A caller rings your tradie business at 6pm on a Friday. They speak. Half a second later a calm voice answers, books the job, and texts you the details. That half second is the whole game. This is how an AI voice agent works on a real call, step by step, from the audio that hits the line to the spoken word that comes back.

Three-stage AI voice agent pipeline turning caller audio into a spoken reply in under one second

The whole call lives inside a sub-second loop: hear, think, speak.

What actually happens in the second after a caller speaks?

In the second after a caller speaks, the agent turns their voice into text, decides what to say, and turns that decision back into speech. All three happen in a pipeline, often before the caller has finished their next breath. The target is sub-second from end of speech to first spoken word.

Picture the clinic phone at 8.55am. A patient asks to move their appointment. The agent has to hear "move my appointment", understand it, check the calendar, and start talking back. If that takes three seconds, the patient thinks the line dropped. If it takes 800 milliseconds, the call feels human.

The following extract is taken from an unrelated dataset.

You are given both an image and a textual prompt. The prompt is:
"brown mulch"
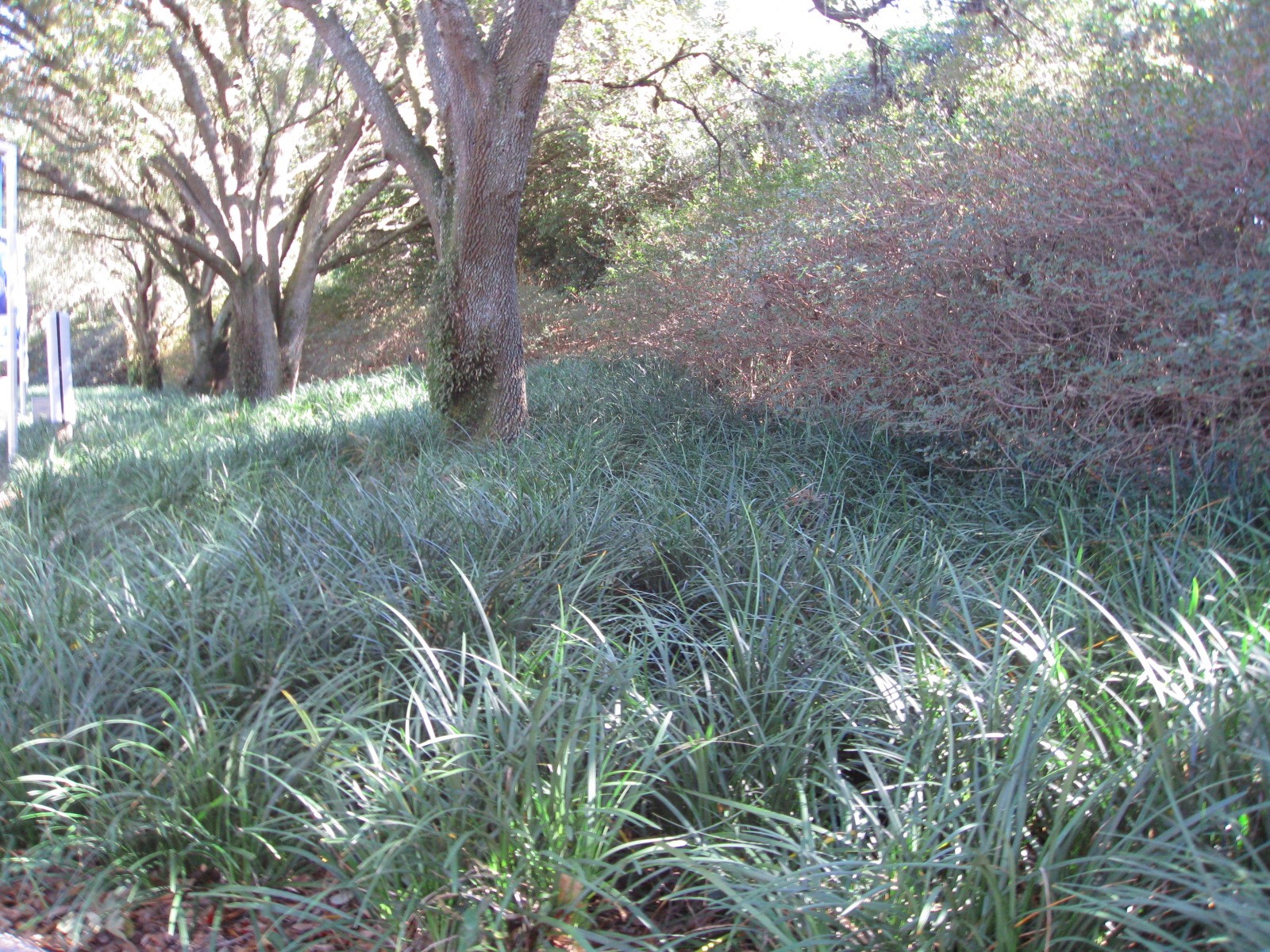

We disclose on every call that the caller is speaking with an AI. That honesty does not slow the call down. The speed is decided by the pipeline, not by the greeting. For the plain-English version of what this thing even is, read our breakdown of what an AI voice agent actually is. This piece is the mechanism.

What are the steps in the voice pipeline from audio to spoken reply?

The pipeline has three stages. First, speech-to-text converts the caller's audio into words. Second, the language model reads those words plus the conversation so far and writes a reply. Third, text-to-speech turns that reply into a natural voice. Each stage adds a few hundred milliseconds at most.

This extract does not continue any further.